Objectives

Understand foundations and protocols on layer 2&3
3: Network layer (IP, ICMP)
2: Data-link layer (MAC, Ethernet protocol)

Material

Slides from the lectures
Material known from lab exercises and INR-related colloquia

Thesis Fair

Networking event and way to find projects for RP

Exam

Open-book exam
Bring anything
Questions are problem solving and understanding

Book(s)

Not one book in particular.
• Interconnections: Bridges, Routers, Switches, and Internetworking Protocols
– by Radia Perlman
• Network Routing
– by Deep Medhi and Karthik Ramasamy
• Computer Networks
– by Andrew S. Tanenbaum, Nick Feamster and David J. Wetherall
• Routing and Switching, Time of Convergence,
– by Rita Puzmanova
• Computer Networking: A top-down approach
– by James F. Kurose and Keith W. Ross
• An Introduction to Computer Networks,
– by Peter L. Dordal

Tanenbaum and Kurose and Ross are recommended

The basics

Network properties

What do we want in a network?

• Scope: should serve a wide range of applications
• Scalability: efficient for all sizes
• Robustness: network should still work when components fail:
  • Safety barriers: limit/isolate disruptions
  • Self-stabilisation: prune out incorrect information to continue/resume operations
  • Fault detection: can detect failing components
  • Byzantine robustness: continue working with malicious components
• Auto-configurable: should be able to support plug and play
• Tweak-ability: customisable to needs
• Deterministic: act consistently
• Migration: support live changes

Network models

The end-to-end principle

TL;DR: "Smart edge, dumb core" -> net neutrality
The end devices know what they want to do (what they need), the routers and switches in the core should not care

Core ideas:

• Move intelligence upwards in the OSI layer stack
• Does not tell the ISP where to put their hardware
• More so a philosophy than anything strict

Interfaces: "How do I talk to the layer below me?"
Use Service Data Unit (SDU) through Service Access Point (SAP)
Protocols: "How do I talk to the same layer on the other side?"
Use Protocol Data Unit (PDU)

Data Units

Headers, multiplexing and encapsulation

Multiplexing: Many different sessions go through the same connection
I.e. all TCP traffic goes over your singular wi-fi connection

Protocols in OSI

Layer 2: Switching
Mostly connectionless
Part of INR
Layer 3: Routing
Connectionless
IP
Layer 4: E2E communication
Connection-oriented: TCP
Connectionless: UDP
Topic in AN

Mostly switched to TCP/IP model
Top 3 layers got merged into application layer
Since this is more reflective of reality, those layers happen (and got implemented) in 1 go

End-to-end connectivity

Quick dive

Network elements

Networks as graphs

A graph is a set of vertices and edges
A network is a set of nodes and links

An edge/link is an unordered pair of vertices/nodes

Hosts and networks

To reach a host we need to know where/how it is connected to the network
The host has an interface
These can be physical or virtual
They have an address (might be dynamic)
The host is the endpoint

Interfaces connect "Host nodes" to "Network nodes"
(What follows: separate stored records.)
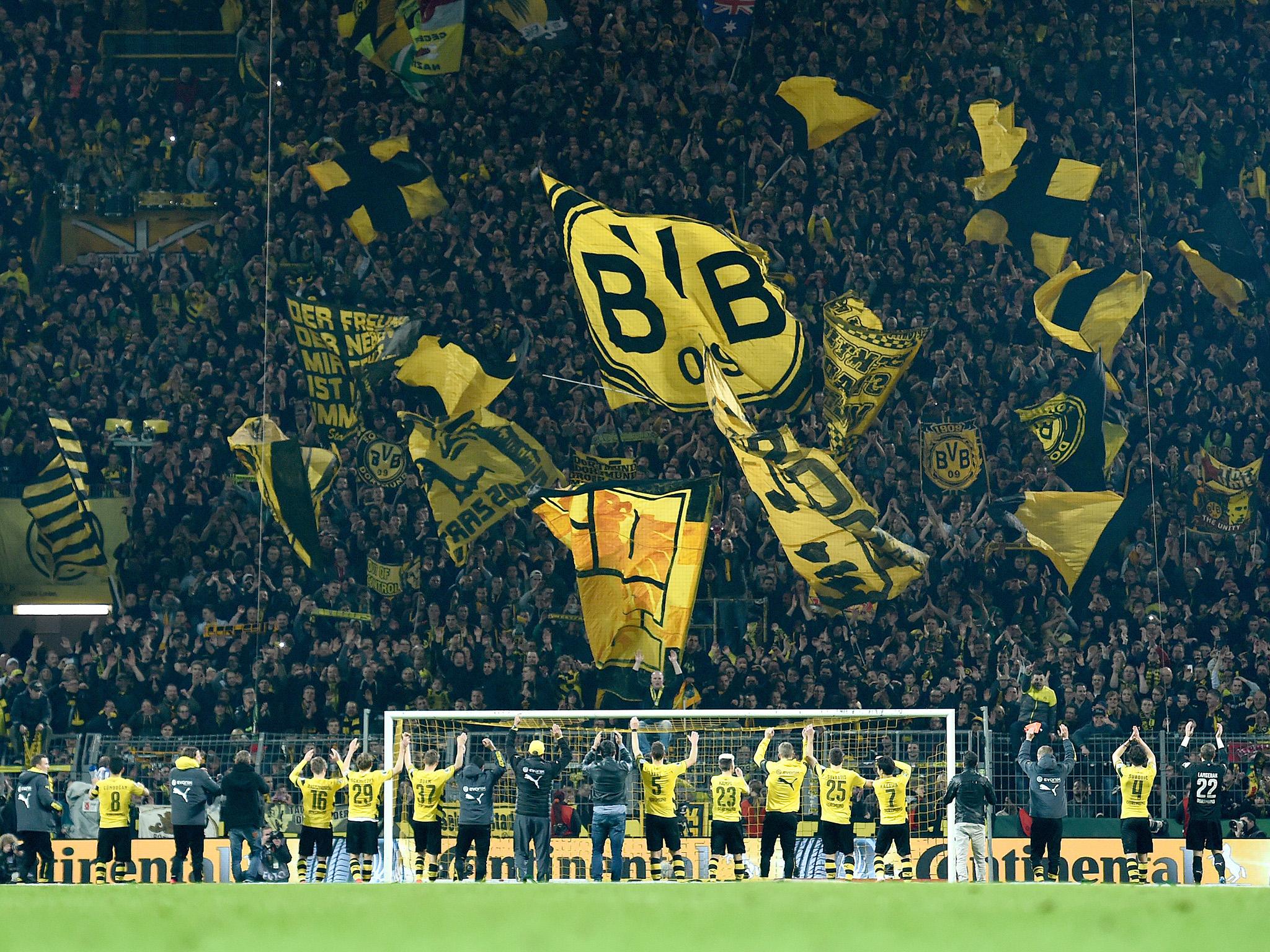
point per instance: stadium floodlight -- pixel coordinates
(922, 736)
(69, 609)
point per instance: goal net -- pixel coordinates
(921, 738)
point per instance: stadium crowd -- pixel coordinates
(648, 120)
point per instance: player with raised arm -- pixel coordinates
(892, 790)
(1203, 803)
(1137, 777)
(115, 833)
(727, 831)
(660, 821)
(429, 783)
(838, 785)
(784, 800)
(365, 786)
(316, 811)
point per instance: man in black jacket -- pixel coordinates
(974, 799)
(243, 809)
(37, 821)
(609, 769)
(534, 778)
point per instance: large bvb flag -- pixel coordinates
(638, 549)
(1037, 203)
(381, 188)
(1078, 532)
(293, 479)
(863, 363)
(59, 506)
(477, 469)
(660, 291)
(1088, 309)
(1070, 427)
(817, 113)
(828, 532)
Routers have multiple interfaces
Thus being able to connect networks
Usually connects LAN to WAN

These graphs are bipartite:

Routing

Delivering packets to an address
Using a number of hops to go through intermediate networks
Can be done on all layers, but usually layer 3
IP packet routing (layer 3)
Ethernet frame switching (layer 2)
MPLS label switching (layer "2.5")

Location versus endpoint

Where vs Who

Addresses are locators
Names for topological/geographical positions
Names or identifier for endpoints are missing
Hosts, processes, communication endpoints

Strong vs Weak host model

Strong model:
A host silently discards an incoming datagram whose destination does not correspond to the interface it was received on
Weak model:
A host accepts and routes datagrams that have a destination which is not that of the physical interface, as long as the address is present on the host
Linux uses a weak model, and is usually the default
Simplifies connecting to multiple networks, allowing to send messages across

IP addressing

IPv4:
32-bit
The options are exhausted, solved with things like NAT
Used to use classed addressing, designating certain addresses for certain networks/purposes
Not used because the steps between subnet sizes was too large (256 -> 50.000 -> 16.000.000)
IPv6:
Plenty of addresses

Special addresses:

• 0.0.0.0: unknown
• 127.0.01: loopback
• Host part all 0: network identification
• Host part all 1: directed broadcast
• 255.255.255.255: Local (sub)net broadcast
  These addresses are not meant to be routed

Subnetting and masks

Connecting everyone to everything causes issues
Finding the destination becomes hell
Bad efficiency and management

Fix this by subnetting
Topological layer of addresses
Mask is used to identify the length of the network, e.g. 145.18.254.0/24
Subnet has its own broadcast domain, routers stop broadcasts between subnets
If you want to go outside the subnet, you send the data to the router
Routers will keep delegating to one another until the packet reaches its destination

CIDR and VLSM

CIDR: Classless Inter-Domain-Routing
The idea to let subnet sizes be anything, not just /8,16,24 as in class-based addressing
VLSM: Variable Length Subnet Mask
Use subnets that are not necessarily the same size

Subnets can be subnetted again and again
Used to organise and subdivide larger regions

CIDR and Routing

Routers aggregate the space of its subnets and advertises that
E.g. R2 advertise 1x /17 instead of 4x /19
Makes the routing tables smaller, making it more efficient

IPv4

Header

Protocol Multiplexing

Value indicates the protocol in the data portion of the IP packet

IP in IP for e.g.
VPN
Sending IPv6 over IPv4